DirectX 12: The future of it within the console gaming space (specifically the XB1)

Doing some math will indicate that @ 853 Mhz at 12 CUs, the required bandwidth to remove the bandwidth bottleneck for CUs will be approximately ~240 GB/s. This happens to be approximately the total complete bandwidth of Xbox One (192 GB/s + 67GB/s). When looking at PS4 we have a max theoretical of 176GB/s, and as such, bandwidth will become a bottleneck for all 18CUs.
.

- eSRAM max theoretical speed is not 192 GB/s!

ESRAM is capable of simultaneous reading and writing. But at every 8 cycles it can only do one of them (either reading or writing)
This allows for 15 cycles read+write+1 cycle either reading or writing.

On a 1024 bits wide bus we get: 1024*856~=109 GB/s. This is a guaranteed theoretical bandwidth on the eSRAM.

But theoretically we can double this on every 15 out of 16 cycles.

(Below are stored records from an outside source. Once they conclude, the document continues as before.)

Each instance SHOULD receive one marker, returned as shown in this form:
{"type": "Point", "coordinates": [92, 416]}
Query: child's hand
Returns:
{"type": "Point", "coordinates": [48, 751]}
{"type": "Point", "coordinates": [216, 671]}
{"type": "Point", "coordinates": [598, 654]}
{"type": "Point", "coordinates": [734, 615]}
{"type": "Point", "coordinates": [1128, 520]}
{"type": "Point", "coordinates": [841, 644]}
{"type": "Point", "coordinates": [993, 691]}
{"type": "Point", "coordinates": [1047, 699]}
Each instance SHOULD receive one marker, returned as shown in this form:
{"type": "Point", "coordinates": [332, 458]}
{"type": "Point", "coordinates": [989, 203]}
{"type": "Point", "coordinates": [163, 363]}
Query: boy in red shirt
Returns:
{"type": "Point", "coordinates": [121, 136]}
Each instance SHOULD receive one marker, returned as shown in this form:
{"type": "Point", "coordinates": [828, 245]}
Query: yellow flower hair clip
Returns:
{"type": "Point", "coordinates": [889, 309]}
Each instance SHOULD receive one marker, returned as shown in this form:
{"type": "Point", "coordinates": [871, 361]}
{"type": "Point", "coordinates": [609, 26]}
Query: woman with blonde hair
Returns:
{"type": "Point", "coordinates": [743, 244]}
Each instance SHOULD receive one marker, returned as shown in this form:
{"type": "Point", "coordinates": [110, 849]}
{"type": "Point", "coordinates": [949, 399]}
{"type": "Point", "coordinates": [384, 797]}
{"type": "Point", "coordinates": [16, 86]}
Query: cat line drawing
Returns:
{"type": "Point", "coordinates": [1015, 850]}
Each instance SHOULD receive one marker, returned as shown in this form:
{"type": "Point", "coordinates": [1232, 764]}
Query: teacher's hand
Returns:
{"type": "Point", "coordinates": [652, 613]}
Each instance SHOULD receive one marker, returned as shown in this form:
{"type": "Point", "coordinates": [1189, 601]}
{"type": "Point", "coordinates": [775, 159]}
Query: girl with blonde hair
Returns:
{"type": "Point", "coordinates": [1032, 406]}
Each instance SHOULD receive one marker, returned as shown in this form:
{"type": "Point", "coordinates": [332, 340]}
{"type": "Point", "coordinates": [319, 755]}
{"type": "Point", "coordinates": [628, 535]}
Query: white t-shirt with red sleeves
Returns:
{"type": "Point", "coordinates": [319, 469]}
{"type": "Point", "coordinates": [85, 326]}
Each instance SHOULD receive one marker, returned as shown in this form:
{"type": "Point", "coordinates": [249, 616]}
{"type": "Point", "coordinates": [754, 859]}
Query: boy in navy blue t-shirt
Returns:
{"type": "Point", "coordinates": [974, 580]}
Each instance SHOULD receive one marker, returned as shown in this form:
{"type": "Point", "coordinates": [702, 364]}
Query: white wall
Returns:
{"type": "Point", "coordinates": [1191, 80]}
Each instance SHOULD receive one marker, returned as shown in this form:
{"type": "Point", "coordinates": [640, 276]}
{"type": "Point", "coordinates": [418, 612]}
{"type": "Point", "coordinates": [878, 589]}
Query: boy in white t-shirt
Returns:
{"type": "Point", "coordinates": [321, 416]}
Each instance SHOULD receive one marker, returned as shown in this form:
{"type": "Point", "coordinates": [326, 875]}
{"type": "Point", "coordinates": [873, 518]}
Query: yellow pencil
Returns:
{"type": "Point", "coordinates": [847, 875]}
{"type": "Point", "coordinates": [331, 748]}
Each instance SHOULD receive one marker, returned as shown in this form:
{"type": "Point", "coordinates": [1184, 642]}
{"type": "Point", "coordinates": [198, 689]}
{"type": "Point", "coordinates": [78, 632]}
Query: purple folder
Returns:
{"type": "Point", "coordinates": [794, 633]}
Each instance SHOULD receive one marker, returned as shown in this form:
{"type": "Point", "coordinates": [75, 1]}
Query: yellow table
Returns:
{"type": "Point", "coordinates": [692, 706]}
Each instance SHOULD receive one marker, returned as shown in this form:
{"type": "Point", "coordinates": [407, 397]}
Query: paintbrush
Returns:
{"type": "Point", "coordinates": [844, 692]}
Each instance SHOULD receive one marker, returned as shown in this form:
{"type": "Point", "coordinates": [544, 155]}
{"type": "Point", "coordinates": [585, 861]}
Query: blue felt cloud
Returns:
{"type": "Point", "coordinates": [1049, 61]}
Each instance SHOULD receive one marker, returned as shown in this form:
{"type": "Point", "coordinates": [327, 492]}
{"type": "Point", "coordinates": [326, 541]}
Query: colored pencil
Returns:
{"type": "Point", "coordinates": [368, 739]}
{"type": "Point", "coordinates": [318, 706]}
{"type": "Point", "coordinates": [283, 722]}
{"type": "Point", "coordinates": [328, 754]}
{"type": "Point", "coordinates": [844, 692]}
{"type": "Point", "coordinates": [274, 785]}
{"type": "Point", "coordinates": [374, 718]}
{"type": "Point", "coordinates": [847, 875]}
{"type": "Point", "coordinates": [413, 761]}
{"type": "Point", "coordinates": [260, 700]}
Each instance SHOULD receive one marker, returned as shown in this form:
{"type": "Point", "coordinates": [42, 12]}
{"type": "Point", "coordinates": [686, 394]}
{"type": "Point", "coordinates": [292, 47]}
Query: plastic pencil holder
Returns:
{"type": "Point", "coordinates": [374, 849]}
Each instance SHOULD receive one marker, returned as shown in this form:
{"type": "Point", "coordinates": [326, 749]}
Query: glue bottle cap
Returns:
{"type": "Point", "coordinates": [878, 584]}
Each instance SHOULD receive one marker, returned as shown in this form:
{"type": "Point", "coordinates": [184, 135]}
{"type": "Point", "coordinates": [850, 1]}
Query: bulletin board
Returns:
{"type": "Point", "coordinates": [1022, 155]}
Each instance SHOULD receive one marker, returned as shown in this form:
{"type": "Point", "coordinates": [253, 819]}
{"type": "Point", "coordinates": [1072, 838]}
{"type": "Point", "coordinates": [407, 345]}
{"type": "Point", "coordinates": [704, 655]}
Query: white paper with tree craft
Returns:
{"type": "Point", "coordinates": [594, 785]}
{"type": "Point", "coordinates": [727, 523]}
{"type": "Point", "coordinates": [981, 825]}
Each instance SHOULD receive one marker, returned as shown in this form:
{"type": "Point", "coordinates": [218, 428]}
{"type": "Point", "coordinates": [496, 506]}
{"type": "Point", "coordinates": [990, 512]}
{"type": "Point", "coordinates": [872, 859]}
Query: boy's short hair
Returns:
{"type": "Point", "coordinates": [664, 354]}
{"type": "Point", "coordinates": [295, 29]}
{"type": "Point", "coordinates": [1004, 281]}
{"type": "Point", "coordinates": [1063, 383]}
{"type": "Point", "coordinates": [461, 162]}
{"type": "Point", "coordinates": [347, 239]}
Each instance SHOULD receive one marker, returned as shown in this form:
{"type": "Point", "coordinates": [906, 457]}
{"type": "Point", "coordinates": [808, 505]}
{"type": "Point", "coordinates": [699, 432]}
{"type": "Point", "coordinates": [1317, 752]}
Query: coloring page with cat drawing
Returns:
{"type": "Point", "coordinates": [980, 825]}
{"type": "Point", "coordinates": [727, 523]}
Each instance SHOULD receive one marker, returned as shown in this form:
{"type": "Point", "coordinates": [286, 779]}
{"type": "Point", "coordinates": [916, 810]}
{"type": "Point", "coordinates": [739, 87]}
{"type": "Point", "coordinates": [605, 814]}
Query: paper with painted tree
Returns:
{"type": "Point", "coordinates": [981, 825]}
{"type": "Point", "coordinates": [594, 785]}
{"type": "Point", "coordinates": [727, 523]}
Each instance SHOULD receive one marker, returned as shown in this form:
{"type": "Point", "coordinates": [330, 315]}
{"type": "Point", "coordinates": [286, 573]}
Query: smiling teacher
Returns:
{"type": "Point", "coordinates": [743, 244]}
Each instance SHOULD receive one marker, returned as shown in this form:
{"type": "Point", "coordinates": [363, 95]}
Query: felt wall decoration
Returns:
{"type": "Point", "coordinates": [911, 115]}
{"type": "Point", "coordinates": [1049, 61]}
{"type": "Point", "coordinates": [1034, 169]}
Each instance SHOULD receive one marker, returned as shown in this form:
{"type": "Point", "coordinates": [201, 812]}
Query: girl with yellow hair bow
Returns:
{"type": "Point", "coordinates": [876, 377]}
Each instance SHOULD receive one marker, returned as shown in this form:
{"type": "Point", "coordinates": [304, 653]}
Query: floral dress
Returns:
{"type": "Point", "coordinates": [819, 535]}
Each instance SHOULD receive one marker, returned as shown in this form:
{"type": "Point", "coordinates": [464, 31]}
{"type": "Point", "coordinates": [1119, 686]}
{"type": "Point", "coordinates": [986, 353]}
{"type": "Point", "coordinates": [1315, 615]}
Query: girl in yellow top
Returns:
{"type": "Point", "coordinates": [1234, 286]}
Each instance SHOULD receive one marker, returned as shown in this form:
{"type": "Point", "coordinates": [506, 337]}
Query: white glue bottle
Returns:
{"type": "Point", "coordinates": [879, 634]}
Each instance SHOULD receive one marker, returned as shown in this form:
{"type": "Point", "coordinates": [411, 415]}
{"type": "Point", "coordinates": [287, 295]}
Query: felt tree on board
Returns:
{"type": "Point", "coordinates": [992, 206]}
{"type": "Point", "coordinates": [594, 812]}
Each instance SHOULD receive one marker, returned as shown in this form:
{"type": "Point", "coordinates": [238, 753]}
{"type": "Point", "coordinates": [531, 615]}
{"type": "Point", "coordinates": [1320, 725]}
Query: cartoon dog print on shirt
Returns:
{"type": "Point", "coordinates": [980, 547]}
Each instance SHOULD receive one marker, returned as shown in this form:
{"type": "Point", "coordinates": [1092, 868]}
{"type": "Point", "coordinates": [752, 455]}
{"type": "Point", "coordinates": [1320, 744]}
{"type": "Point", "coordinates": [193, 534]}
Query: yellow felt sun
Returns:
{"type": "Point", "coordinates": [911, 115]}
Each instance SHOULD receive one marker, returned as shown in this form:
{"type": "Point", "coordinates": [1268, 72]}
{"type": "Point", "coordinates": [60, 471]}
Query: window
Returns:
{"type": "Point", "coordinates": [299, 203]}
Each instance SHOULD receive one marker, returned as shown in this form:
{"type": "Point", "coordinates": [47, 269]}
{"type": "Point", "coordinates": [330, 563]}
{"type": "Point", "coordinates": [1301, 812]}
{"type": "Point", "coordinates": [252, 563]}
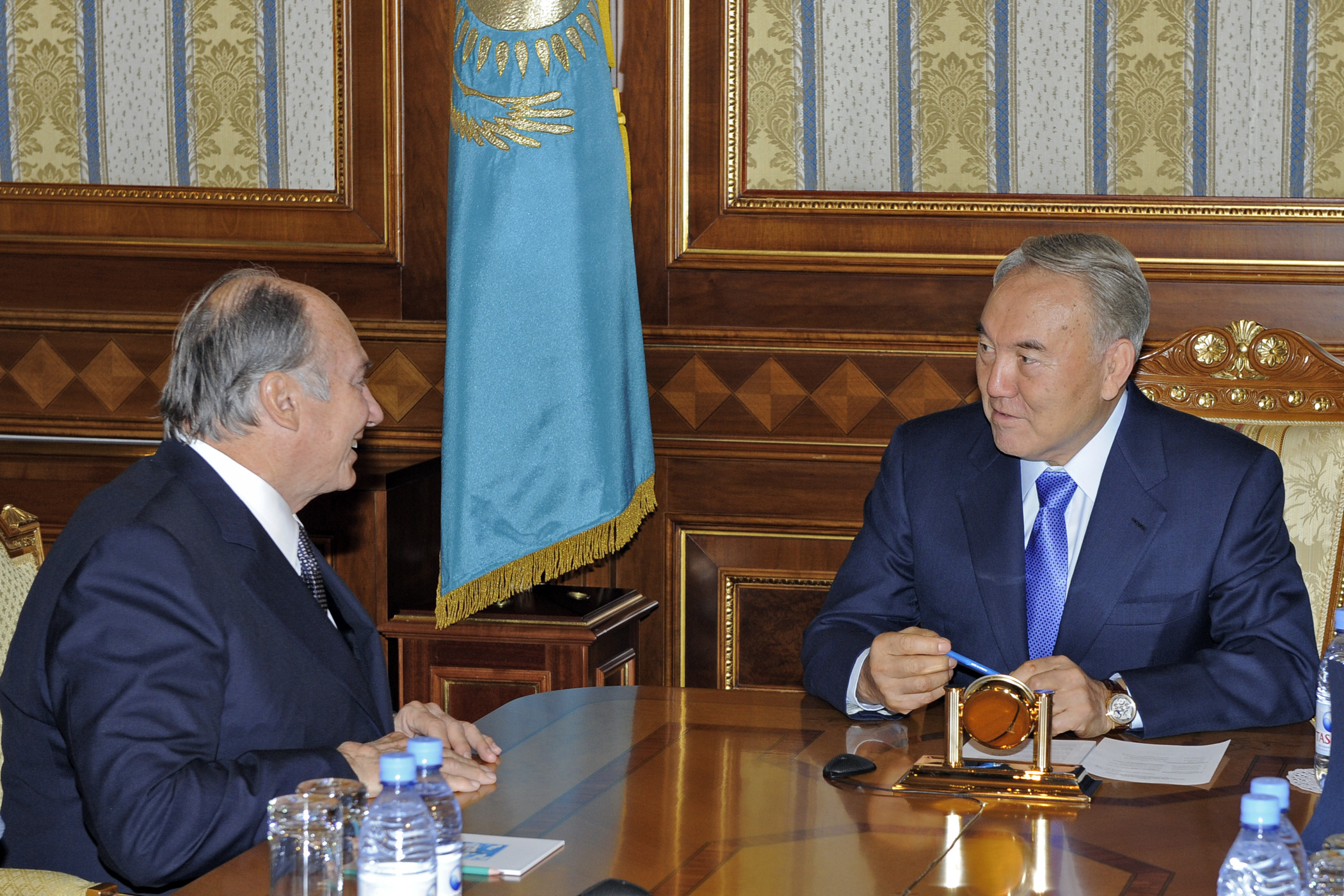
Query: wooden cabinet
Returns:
{"type": "Point", "coordinates": [548, 639]}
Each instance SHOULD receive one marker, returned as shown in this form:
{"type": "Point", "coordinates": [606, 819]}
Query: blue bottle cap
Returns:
{"type": "Point", "coordinates": [1260, 810]}
{"type": "Point", "coordinates": [429, 751]}
{"type": "Point", "coordinates": [1276, 788]}
{"type": "Point", "coordinates": [399, 767]}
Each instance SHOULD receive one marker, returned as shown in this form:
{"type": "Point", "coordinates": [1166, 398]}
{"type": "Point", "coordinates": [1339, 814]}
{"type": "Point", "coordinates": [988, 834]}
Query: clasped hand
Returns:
{"type": "Point", "coordinates": [415, 721]}
{"type": "Point", "coordinates": [909, 669]}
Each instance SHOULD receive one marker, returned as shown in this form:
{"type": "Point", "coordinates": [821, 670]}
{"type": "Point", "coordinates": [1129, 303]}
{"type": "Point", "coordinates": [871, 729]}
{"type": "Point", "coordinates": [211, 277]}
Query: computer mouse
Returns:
{"type": "Point", "coordinates": [614, 887]}
{"type": "Point", "coordinates": [847, 765]}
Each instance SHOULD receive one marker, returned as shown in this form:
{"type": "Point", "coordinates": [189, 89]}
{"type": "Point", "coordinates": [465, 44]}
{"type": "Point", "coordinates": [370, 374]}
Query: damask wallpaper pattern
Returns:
{"type": "Point", "coordinates": [168, 93]}
{"type": "Point", "coordinates": [1158, 97]}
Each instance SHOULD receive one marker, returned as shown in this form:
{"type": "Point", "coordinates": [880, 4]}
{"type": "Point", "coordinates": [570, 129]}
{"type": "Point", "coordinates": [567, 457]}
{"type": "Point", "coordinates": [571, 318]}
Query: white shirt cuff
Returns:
{"type": "Point", "coordinates": [852, 704]}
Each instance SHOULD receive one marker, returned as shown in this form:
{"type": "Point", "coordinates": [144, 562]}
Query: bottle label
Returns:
{"type": "Point", "coordinates": [449, 870]}
{"type": "Point", "coordinates": [397, 879]}
{"type": "Point", "coordinates": [1323, 728]}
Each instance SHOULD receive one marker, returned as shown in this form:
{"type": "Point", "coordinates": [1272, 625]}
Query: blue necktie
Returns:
{"type": "Point", "coordinates": [1047, 563]}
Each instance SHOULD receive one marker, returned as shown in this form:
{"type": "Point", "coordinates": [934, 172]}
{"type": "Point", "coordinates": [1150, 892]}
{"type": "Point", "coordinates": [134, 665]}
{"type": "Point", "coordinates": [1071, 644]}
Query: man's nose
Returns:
{"type": "Point", "coordinates": [1000, 381]}
{"type": "Point", "coordinates": [375, 410]}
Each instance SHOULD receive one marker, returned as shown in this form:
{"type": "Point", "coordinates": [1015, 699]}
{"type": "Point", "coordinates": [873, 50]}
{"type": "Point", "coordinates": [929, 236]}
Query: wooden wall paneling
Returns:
{"type": "Point", "coordinates": [471, 694]}
{"type": "Point", "coordinates": [428, 42]}
{"type": "Point", "coordinates": [50, 479]}
{"type": "Point", "coordinates": [648, 102]}
{"type": "Point", "coordinates": [795, 562]}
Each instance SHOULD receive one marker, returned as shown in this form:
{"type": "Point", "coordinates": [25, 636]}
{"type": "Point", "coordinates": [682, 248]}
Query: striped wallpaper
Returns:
{"type": "Point", "coordinates": [168, 93]}
{"type": "Point", "coordinates": [1159, 97]}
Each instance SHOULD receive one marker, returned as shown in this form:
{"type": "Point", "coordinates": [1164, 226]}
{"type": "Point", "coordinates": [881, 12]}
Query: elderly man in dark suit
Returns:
{"type": "Point", "coordinates": [1131, 558]}
{"type": "Point", "coordinates": [184, 655]}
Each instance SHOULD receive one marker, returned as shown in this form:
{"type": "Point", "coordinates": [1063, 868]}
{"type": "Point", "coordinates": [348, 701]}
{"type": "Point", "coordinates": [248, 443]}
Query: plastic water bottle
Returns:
{"type": "Point", "coordinates": [1335, 650]}
{"type": "Point", "coordinates": [1258, 864]}
{"type": "Point", "coordinates": [1277, 788]}
{"type": "Point", "coordinates": [442, 805]}
{"type": "Point", "coordinates": [397, 841]}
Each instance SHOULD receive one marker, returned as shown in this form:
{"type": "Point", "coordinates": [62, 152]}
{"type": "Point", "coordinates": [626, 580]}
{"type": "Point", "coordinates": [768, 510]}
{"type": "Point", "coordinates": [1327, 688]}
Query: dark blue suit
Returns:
{"type": "Point", "coordinates": [1186, 582]}
{"type": "Point", "coordinates": [170, 675]}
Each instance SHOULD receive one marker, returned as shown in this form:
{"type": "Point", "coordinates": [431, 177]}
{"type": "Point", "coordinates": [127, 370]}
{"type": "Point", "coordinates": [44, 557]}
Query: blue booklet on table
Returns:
{"type": "Point", "coordinates": [507, 856]}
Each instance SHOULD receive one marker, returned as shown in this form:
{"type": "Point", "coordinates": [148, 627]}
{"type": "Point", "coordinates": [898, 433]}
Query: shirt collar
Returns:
{"type": "Point", "coordinates": [265, 503]}
{"type": "Point", "coordinates": [1089, 464]}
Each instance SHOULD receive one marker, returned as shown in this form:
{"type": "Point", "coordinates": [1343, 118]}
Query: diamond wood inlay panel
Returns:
{"type": "Point", "coordinates": [771, 394]}
{"type": "Point", "coordinates": [42, 374]}
{"type": "Point", "coordinates": [398, 385]}
{"type": "Point", "coordinates": [95, 376]}
{"type": "Point", "coordinates": [847, 396]}
{"type": "Point", "coordinates": [924, 392]}
{"type": "Point", "coordinates": [695, 391]}
{"type": "Point", "coordinates": [112, 376]}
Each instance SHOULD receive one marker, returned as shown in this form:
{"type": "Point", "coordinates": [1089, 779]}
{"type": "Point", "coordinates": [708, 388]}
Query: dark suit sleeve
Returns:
{"type": "Point", "coordinates": [138, 673]}
{"type": "Point", "coordinates": [872, 593]}
{"type": "Point", "coordinates": [1262, 666]}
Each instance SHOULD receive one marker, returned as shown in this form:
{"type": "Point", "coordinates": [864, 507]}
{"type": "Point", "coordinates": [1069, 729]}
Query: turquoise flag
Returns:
{"type": "Point", "coordinates": [547, 449]}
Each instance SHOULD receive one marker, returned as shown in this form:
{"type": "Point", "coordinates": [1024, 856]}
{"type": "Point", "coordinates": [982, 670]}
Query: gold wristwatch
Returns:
{"type": "Point", "coordinates": [1120, 708]}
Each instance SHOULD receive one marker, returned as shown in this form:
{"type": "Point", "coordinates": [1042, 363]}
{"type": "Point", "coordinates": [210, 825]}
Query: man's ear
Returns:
{"type": "Point", "coordinates": [280, 399]}
{"type": "Point", "coordinates": [1117, 364]}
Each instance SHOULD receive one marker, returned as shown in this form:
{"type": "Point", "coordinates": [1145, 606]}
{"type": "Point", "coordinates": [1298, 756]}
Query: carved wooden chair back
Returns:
{"type": "Point", "coordinates": [1283, 390]}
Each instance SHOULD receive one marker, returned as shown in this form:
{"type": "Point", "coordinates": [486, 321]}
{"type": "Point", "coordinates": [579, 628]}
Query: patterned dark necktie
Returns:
{"type": "Point", "coordinates": [308, 566]}
{"type": "Point", "coordinates": [1047, 563]}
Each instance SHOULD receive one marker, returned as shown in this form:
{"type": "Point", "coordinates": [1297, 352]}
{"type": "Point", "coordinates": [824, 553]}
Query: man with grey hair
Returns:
{"type": "Point", "coordinates": [186, 655]}
{"type": "Point", "coordinates": [1128, 557]}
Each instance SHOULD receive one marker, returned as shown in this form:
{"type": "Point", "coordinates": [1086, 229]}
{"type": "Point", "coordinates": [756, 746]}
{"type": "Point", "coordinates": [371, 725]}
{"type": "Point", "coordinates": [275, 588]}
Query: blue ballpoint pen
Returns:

109*2*15/16~=204 GB/s. This is the max theoretical speed of eSRAM. Not 192 GB/s.

Real life scenarios achieved so far a maximum of 141 GB/s. And this on very specific calculations. (alpha transparency blending operations (FP16 x4))

192 GB/s, with real life scenarios speeds of 133 GB/s were values before the overclock.


- 700 GB/s seems a theoretical scenario that covers all cases. I should assume this would include heavy texture streaming too. How do you plan on get 204+68 GB/s on the Xbox One with only 32 MBytes of fast RAM? Main memory is only 68 GB/s so no data contained on it can be read at faster speeds! And it´s 8 GB of it!


- I just had a very, very, very fast look at the document you linked. And in page 4, as you state, they do refer 700 GB/s is the speed they would require for no bottlenecks.

Since I had a quick look, I might have saw it wrong, but that point seems to refer to a baseline heterogeneous system as shown on the document Figure 1.

And Figure 1 show a GPU accessing the RAM on a non coherent bus. Not the PS4 case!

Then all the document seems to go on to speak about the advantages of heterogeneous system coherence (like in the PS4 case).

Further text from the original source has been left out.